I use Redshift + Airflow, I need to download various reports from S3, there are 6 of them, each report is decomposed by an hour (i.e. 24 files per day for one report) and this is from 5 more accounts. In general, every hour I download 30 files. I want to parallelize the download, the bottleneck is the table target (6, by the number of reports). Therefore, for each report and account, I create staging tables , into which I will COPY from S3. And then APPEND
to the target table. COPY
and APPEND
are separated into different Airflow tasks.
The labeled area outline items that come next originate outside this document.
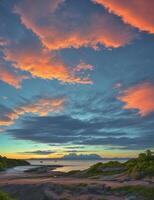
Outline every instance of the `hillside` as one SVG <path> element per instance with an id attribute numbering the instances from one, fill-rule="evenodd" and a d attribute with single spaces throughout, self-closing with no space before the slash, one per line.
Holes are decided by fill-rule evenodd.
<path id="1" fill-rule="evenodd" d="M 112 175 L 123 175 L 126 179 L 142 179 L 154 176 L 154 156 L 150 150 L 139 154 L 138 158 L 130 159 L 121 163 L 109 161 L 99 162 L 83 171 L 71 171 L 71 176 L 80 177 L 106 177 Z"/>

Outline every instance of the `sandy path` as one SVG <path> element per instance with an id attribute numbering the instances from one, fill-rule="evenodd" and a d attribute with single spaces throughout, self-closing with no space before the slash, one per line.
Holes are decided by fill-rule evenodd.
<path id="1" fill-rule="evenodd" d="M 63 178 L 63 177 L 56 177 L 56 178 L 46 178 L 46 177 L 0 177 L 0 186 L 11 184 L 43 184 L 43 183 L 55 183 L 55 184 L 105 184 L 106 186 L 111 187 L 120 187 L 120 186 L 127 186 L 127 185 L 149 185 L 146 181 L 127 181 L 127 182 L 118 182 L 118 181 L 103 181 L 97 179 L 87 179 L 87 178 Z"/>

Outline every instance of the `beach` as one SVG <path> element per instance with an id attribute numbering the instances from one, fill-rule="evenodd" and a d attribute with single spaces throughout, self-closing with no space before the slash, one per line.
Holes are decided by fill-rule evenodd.
<path id="1" fill-rule="evenodd" d="M 47 166 L 41 166 L 46 167 Z M 51 167 L 51 169 L 50 169 Z M 0 173 L 0 189 L 19 200 L 74 199 L 74 200 L 125 200 L 126 194 L 113 194 L 111 188 L 124 186 L 153 187 L 147 179 L 121 180 L 118 176 L 102 178 L 66 177 L 54 166 L 48 166 L 46 172 L 38 173 L 40 166 L 21 166 Z M 49 170 L 50 169 L 50 170 Z M 28 171 L 27 171 L 28 170 Z M 138 198 L 138 197 L 137 197 Z M 135 199 L 135 197 L 134 197 Z M 140 199 L 144 199 L 141 198 Z"/>

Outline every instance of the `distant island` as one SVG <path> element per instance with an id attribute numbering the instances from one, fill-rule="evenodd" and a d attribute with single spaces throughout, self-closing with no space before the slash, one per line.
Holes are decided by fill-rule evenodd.
<path id="1" fill-rule="evenodd" d="M 16 167 L 16 166 L 24 166 L 30 165 L 25 160 L 19 159 L 9 159 L 3 156 L 0 156 L 0 171 L 6 170 L 7 168 Z"/>
<path id="2" fill-rule="evenodd" d="M 59 158 L 58 160 L 102 160 L 103 158 L 97 154 L 76 154 L 70 153 Z"/>

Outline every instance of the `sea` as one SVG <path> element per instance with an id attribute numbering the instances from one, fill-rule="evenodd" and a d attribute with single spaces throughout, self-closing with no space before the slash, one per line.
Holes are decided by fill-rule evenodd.
<path id="1" fill-rule="evenodd" d="M 116 159 L 117 160 L 117 159 Z M 109 162 L 111 160 L 28 160 L 31 165 L 61 165 L 54 171 L 69 172 L 72 170 L 84 170 L 98 162 Z M 113 161 L 113 159 L 112 159 Z M 125 162 L 126 160 L 120 160 Z"/>

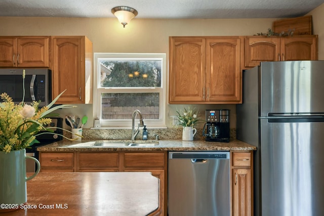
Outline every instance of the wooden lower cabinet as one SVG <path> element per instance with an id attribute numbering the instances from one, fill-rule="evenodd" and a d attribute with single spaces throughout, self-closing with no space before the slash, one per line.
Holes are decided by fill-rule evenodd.
<path id="1" fill-rule="evenodd" d="M 39 153 L 41 172 L 73 172 L 74 171 L 73 152 Z"/>
<path id="2" fill-rule="evenodd" d="M 40 152 L 39 162 L 42 172 L 150 172 L 160 185 L 158 208 L 149 215 L 167 215 L 167 151 Z"/>
<path id="3" fill-rule="evenodd" d="M 231 152 L 232 215 L 253 215 L 253 154 L 252 151 Z"/>

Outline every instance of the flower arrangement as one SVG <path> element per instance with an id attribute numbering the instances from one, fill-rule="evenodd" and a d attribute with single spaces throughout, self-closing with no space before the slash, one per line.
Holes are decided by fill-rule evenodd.
<path id="1" fill-rule="evenodd" d="M 37 102 L 34 101 L 30 105 L 26 104 L 24 102 L 24 70 L 23 79 L 24 94 L 22 101 L 19 104 L 15 104 L 7 93 L 1 95 L 4 102 L 0 103 L 0 151 L 6 153 L 28 148 L 34 143 L 39 143 L 36 140 L 39 132 L 45 130 L 44 133 L 54 133 L 52 129 L 55 127 L 45 128 L 44 126 L 51 122 L 51 118 L 47 117 L 49 116 L 49 114 L 58 109 L 75 107 L 62 105 L 51 108 L 65 91 L 49 105 L 39 110 Z"/>
<path id="2" fill-rule="evenodd" d="M 175 125 L 176 128 L 178 128 L 179 125 L 182 125 L 183 127 L 193 127 L 194 124 L 200 121 L 200 118 L 197 117 L 198 111 L 194 110 L 194 108 L 190 109 L 190 107 L 189 107 L 188 109 L 184 108 L 183 111 L 180 110 L 179 112 L 177 110 L 178 115 L 175 116 L 178 120 Z"/>

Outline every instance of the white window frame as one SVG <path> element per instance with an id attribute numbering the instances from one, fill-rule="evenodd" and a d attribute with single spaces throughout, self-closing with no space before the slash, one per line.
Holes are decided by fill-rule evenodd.
<path id="1" fill-rule="evenodd" d="M 99 61 L 109 58 L 112 60 L 123 59 L 127 60 L 161 60 L 161 87 L 150 88 L 112 88 L 101 87 L 100 65 Z M 93 117 L 99 118 L 101 116 L 101 94 L 105 93 L 158 93 L 159 94 L 159 105 L 158 119 L 144 119 L 147 127 L 166 128 L 166 54 L 165 53 L 94 53 L 94 91 L 93 91 Z M 138 118 L 137 116 L 137 118 Z M 132 119 L 101 119 L 101 128 L 131 128 Z M 136 122 L 136 126 L 137 122 Z"/>

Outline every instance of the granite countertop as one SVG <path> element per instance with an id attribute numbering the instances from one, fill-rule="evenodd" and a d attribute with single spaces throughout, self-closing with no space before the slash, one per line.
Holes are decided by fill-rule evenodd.
<path id="1" fill-rule="evenodd" d="M 256 150 L 255 146 L 237 140 L 229 143 L 206 142 L 205 140 L 183 141 L 179 140 L 161 140 L 158 145 L 154 145 L 153 140 L 143 141 L 136 140 L 136 143 L 145 142 L 147 145 L 141 144 L 135 146 L 94 146 L 96 141 L 104 142 L 103 140 L 83 140 L 81 141 L 63 140 L 37 148 L 39 151 L 230 151 Z M 127 142 L 126 140 L 109 140 L 108 142 Z"/>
The problem is that there are many columns in the reports, the block size in Redshift is 1 Mb and the intermediate table is 5 GB, while the data is stored in a rather sparse form, I can insert 4-5 of the same portions of data into this table before the table size starts to grow . It looks like this.
-- Task 1
DROP TABLE IF EXISTS schema.wrk_acc_report_h_13_dt_2023_08_07;
CREATE TABLE schema.wrk_acc_report_h_13_dt_2023_08_07 (LIKE schema.report_target_table);
COPY schema.wrk_acc_report_h_13_dt_2023_08_07 (columns.....)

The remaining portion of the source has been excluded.